Składniki : Oryza sativa oil (olej ryżowy),Sesamum indicum oil (olej z sezamu indyjskiego)**,Helianthus annuus oil (olej słonecznikowyl)**,Rosa damascena (Róża),Rubia cordifolia (Manjistha; marzanna indyjska),Curcuma longa (ostryz długi),Curcuma aromatica Caesalpinia sappan,Tocopheryl acetate (vitamin E),Cymbopogon martinii (palczatka), Pelargonium graveolens (pelargonia pachnąca), Pterocarpus santalinus (drzewo sandałowe) Linum usitatissimum (Len zwyczajny), Prunus dulcis (Migdałowiec zwyczajny), Triticum vulgare (Pszenica), Daucus carota sativa (Marchew zwyczajna), Crocus sativus (krokus) Citral* ,Citronellol*, Geraniol*, Farnesol*, Linalool*, Limonene*.

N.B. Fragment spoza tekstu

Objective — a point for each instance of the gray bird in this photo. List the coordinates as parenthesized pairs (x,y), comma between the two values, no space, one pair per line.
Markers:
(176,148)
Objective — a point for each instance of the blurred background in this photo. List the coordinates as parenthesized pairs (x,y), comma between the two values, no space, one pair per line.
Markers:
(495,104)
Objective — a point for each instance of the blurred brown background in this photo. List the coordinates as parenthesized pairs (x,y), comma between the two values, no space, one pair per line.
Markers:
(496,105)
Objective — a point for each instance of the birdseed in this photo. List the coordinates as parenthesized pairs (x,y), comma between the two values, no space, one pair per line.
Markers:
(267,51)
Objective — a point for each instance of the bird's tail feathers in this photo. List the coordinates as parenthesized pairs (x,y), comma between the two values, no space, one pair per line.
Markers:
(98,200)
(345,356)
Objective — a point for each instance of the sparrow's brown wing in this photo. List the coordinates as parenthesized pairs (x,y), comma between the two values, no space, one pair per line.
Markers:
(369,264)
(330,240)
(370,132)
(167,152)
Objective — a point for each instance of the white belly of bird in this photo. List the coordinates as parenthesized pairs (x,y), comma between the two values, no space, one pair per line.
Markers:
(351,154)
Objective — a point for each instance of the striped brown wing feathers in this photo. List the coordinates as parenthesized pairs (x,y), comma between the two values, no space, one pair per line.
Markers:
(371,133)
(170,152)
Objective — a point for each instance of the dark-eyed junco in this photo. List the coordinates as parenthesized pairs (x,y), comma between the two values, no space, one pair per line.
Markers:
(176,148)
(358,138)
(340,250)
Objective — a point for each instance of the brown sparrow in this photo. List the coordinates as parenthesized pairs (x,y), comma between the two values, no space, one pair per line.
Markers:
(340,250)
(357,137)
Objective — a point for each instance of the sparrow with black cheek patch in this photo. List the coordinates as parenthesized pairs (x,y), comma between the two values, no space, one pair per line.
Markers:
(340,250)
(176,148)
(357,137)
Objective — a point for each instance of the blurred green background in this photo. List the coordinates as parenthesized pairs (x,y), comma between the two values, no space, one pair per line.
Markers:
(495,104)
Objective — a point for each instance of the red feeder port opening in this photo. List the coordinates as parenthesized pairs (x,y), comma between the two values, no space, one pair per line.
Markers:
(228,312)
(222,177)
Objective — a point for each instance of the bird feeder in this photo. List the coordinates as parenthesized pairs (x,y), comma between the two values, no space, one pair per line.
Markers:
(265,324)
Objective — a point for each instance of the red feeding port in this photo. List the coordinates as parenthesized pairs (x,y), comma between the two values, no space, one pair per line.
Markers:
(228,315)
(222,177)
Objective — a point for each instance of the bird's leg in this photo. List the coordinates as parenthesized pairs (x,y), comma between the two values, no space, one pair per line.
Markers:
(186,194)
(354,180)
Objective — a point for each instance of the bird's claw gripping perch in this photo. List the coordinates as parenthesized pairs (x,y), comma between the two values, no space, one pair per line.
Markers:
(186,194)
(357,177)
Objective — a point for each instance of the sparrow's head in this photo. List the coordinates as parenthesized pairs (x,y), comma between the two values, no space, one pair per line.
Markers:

Dzięki tym olejkom, moja mieszanka nabrała więc cudownych właściwości i ma niesamowity, dość intensywny zapach.
Ale jak stosować gotową już mieszankę OCM?
Przyznam się bez bicia, że jeszcze nie odważyłam się na demakijaż olejami, dlatego też powiem Wam jak stosować tę metodę po uprzednim zmyciu makijażu – w moim przypadku preparatami Tołpa.
-
Wyciskam z buteleczki – za pomocą dołączonego dozownika dwie-trzy porcje mieszanki (dwa-trzy psiknięcia) – rozmasowuję na dłoniach, po czym wykonuję bardzo dokładny – kilkuminutowy masaż całej twarzy – nie omijając oczu – mieszanka nie drażni oczu i nie powoduje ich łzawienia, tak więc nie mamy czego się obawiać.
-
Gorącą szmatkę nakładam na twarz na kilkanaście sekund aby pory się pootwierały i magiczne oleje mogły wniknąć w ich głąb
-
Ponownie wypsikuję mieszankę – tym razem już jedna porcję i znowu wykonuję masaż twarzy. Po tej czynności za pomocą szmatki wykonuję delikatny peeling – a szmatka muślinowa od Liz Earle nadaje się do tego rewelacyjnie. Po peelingu, szmatkę moczę w zimnej wodzie i przykładam na chwilę do twarzy aby pory mogły się pozamykać – możemy też ochlapać twarz zimną wodą – efekt będzie bardzo podobny.
-
Dokładnie myję szmatkę mydełkiem dla dzieci lub mydłem Alep.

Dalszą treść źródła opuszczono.